Upside Down Onion-Corn Bread
- 2 (8.5 oz.) boxes corn muffin mix
- 2 Vidalia onions
- 3 eggs
- 1 cup cottage cheese
- 1 cup corn, rinsed and drained
- 1 cup sharp cheddar cheese, grated
- 3/4 cup (1 1/2 sticks) unsalted butter, melted
- 1/2 cup bacon, cooked and crumbled
- 1/3 cup green onions, finely chopped
- 4 tablespoons butter
- 1/4 teaspoon sugar
- chive cream cheese, garnish
- Preheat oven to 375º F.
- Carefully slice your onions into rings, making sure to leave them intact.
- Melt 4 tablespoons butter in a large cast-iron skillet over medium heat and arrange 5-7 large onion ring sections in the center and around the edge of the pan. This will be the top of your “cake.” Fill in empty section with smaller pieces of onion.
- Sauté onions for 5-8 minutes, or until softened.
- While onions cook, beat eggs into corn muffin mix in a large bowl, then stir in cottage cheese, 3/4 cup melted butter and sugar.

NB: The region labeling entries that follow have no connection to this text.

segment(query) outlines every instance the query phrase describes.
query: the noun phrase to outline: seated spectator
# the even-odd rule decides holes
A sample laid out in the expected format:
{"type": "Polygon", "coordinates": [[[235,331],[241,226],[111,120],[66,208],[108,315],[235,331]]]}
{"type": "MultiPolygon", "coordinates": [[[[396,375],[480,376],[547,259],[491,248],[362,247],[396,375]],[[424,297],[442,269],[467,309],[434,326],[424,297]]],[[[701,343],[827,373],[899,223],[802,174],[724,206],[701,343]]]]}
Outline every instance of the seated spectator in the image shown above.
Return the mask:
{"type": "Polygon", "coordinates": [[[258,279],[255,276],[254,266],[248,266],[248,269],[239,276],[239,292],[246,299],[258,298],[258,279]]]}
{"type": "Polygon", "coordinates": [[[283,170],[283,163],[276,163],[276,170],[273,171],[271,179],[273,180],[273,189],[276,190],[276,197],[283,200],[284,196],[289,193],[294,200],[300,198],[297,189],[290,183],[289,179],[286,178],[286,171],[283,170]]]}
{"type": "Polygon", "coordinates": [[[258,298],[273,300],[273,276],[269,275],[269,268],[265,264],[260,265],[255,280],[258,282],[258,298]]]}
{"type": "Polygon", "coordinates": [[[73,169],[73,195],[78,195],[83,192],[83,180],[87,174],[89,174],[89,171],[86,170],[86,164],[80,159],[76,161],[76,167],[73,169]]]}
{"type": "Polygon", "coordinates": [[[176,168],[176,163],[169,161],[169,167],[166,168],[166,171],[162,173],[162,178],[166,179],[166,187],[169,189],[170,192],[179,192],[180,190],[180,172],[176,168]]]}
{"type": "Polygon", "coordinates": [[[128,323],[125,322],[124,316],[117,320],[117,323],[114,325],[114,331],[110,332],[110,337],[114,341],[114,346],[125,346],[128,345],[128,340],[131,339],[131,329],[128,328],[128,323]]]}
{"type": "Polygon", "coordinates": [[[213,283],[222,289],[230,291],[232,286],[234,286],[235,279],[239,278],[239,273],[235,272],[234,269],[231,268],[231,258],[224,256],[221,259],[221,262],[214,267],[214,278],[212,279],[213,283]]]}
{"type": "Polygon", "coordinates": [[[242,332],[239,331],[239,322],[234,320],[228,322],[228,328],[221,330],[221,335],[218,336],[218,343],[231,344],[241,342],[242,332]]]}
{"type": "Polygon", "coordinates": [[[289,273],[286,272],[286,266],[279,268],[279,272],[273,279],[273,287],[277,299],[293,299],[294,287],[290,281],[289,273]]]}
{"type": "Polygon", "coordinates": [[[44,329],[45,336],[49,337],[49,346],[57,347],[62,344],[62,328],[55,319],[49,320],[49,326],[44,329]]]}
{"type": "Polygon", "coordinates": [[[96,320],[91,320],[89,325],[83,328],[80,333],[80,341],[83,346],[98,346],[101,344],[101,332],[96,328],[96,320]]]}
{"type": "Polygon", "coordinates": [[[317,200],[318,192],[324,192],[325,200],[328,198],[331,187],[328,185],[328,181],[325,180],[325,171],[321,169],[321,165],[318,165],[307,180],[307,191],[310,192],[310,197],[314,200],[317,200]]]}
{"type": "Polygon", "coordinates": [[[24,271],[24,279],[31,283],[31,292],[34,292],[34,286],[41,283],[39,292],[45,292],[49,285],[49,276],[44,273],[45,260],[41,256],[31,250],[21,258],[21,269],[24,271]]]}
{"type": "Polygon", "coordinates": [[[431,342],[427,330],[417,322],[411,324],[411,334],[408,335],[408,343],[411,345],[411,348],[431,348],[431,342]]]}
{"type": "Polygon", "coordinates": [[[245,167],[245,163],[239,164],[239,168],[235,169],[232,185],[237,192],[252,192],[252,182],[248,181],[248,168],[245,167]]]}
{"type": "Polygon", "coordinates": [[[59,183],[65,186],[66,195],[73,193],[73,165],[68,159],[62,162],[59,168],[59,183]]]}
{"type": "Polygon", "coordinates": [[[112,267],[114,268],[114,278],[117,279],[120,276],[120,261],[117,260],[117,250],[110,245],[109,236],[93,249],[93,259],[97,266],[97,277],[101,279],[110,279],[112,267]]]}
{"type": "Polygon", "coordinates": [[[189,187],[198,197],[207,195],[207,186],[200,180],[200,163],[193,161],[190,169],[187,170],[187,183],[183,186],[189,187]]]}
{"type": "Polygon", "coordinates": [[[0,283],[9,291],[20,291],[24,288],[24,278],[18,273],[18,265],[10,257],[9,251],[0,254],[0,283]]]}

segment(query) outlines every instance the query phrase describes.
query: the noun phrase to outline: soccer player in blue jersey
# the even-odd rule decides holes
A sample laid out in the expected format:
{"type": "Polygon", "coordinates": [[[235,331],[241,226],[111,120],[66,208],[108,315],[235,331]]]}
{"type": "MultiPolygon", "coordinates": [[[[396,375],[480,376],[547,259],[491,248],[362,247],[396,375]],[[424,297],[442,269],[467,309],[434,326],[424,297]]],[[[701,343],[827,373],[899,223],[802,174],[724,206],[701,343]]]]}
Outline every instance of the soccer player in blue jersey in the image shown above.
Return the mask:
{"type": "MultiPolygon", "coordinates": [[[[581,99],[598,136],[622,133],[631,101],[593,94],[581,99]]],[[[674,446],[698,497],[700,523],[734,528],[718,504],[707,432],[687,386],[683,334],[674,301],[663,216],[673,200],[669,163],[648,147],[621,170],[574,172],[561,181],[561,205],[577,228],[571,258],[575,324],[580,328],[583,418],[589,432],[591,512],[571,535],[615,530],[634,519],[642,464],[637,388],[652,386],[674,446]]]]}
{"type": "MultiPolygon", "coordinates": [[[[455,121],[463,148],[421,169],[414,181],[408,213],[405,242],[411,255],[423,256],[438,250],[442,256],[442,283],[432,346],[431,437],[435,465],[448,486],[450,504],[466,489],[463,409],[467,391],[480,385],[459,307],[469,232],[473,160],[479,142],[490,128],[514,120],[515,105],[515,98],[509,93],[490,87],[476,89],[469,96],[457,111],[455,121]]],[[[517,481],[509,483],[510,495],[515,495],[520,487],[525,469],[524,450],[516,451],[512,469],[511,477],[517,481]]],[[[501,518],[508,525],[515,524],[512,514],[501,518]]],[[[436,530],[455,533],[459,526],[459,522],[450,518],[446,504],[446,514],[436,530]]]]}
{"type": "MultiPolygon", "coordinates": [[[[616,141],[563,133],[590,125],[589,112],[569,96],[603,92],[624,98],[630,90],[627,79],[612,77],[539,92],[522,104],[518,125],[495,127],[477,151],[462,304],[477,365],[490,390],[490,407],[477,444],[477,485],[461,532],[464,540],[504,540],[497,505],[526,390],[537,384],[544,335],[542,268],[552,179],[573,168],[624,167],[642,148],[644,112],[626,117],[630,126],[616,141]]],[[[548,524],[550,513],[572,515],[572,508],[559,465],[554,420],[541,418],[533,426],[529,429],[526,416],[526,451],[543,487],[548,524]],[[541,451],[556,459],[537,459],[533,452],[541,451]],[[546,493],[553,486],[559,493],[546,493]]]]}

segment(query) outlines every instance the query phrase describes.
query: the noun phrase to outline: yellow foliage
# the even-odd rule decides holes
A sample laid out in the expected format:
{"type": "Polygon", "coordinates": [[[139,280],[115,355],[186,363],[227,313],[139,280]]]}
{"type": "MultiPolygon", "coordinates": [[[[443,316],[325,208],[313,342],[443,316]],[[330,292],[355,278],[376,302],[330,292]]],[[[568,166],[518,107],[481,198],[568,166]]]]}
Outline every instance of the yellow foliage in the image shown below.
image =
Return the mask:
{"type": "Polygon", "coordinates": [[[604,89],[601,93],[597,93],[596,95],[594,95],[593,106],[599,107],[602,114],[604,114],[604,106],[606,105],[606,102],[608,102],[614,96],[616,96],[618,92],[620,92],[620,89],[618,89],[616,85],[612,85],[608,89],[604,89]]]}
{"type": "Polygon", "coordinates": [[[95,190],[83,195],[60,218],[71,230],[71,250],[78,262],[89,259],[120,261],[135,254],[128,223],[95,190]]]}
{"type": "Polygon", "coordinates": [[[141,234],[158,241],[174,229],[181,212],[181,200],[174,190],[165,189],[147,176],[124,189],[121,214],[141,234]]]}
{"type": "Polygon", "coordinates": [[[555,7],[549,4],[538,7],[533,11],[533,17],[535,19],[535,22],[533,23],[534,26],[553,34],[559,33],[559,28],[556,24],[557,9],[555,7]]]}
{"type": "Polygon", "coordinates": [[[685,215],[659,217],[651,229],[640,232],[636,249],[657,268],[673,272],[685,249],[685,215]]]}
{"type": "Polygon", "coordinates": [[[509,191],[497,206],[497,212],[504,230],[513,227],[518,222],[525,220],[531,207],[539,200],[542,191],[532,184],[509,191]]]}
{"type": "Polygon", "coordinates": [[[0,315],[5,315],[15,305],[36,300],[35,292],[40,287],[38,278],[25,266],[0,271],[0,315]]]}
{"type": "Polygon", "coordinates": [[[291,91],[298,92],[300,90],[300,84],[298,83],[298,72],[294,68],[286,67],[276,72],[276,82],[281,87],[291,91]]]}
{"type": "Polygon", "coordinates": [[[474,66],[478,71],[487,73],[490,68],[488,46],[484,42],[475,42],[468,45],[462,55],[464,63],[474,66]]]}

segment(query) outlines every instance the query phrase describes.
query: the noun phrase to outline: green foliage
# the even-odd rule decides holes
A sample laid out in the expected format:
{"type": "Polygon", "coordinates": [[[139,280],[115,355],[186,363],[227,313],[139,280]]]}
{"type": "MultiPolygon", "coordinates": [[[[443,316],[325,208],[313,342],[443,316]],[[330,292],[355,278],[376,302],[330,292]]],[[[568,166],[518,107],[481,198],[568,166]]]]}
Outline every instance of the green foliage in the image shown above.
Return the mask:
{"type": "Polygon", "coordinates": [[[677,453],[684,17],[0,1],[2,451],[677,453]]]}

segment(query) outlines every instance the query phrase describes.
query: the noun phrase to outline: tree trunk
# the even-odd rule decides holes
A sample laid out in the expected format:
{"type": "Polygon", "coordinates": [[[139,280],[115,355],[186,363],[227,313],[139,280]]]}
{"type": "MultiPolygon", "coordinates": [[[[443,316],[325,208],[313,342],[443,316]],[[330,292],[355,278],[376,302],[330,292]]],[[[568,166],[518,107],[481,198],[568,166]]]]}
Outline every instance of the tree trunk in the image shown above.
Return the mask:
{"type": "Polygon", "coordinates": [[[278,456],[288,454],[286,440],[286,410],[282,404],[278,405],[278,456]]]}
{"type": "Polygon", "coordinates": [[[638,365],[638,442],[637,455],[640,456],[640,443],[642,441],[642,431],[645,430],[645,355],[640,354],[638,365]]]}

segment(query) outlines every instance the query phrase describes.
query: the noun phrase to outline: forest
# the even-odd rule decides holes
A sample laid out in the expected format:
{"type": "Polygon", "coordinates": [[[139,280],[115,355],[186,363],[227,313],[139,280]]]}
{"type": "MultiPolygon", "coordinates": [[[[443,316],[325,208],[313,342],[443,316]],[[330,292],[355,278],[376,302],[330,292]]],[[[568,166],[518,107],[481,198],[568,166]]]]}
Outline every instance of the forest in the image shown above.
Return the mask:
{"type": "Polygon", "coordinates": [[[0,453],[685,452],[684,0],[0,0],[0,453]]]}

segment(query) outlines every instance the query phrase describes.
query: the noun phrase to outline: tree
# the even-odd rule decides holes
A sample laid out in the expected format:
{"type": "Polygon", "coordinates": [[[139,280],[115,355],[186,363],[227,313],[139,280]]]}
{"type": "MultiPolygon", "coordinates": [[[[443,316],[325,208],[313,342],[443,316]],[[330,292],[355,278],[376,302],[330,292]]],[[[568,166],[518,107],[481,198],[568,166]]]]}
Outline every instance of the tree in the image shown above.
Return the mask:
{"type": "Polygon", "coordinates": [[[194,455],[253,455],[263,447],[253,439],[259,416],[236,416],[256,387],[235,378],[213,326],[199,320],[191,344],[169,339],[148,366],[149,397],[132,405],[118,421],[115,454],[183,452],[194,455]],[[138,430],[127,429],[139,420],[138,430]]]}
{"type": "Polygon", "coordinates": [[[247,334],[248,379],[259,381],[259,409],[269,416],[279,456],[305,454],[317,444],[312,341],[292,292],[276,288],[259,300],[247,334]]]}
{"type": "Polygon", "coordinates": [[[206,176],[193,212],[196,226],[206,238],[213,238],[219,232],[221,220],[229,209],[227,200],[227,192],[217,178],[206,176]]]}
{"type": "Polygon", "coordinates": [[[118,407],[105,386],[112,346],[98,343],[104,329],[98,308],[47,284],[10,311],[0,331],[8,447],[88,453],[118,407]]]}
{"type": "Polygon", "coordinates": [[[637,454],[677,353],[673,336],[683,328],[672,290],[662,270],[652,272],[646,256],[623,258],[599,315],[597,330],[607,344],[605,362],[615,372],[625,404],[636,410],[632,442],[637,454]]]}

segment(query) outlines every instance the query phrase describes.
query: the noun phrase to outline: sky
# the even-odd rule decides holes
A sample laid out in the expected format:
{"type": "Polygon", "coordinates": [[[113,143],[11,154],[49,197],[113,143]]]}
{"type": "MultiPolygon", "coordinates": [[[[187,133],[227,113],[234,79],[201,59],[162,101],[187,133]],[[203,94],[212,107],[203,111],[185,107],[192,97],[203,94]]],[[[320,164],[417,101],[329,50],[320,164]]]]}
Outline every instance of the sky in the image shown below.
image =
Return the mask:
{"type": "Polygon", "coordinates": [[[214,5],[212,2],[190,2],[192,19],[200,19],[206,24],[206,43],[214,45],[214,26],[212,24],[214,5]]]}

- Once fully incorporated, fold in cheddar cheese, corn, bacon and green onions.
- Pour (thick) batter over the sautéed onions in the skillet, then transfer skillet to oven and bake for 30-35 minutes, or until cornbread is golden brown and toothpick inserted in center comes out clean.
- Remove from oven and let cool 10-15 minutes.
- Carefully invert cornbread cake onto serving platter.
- Slice into wedges, serve with cream cheese (optional) and enjoy!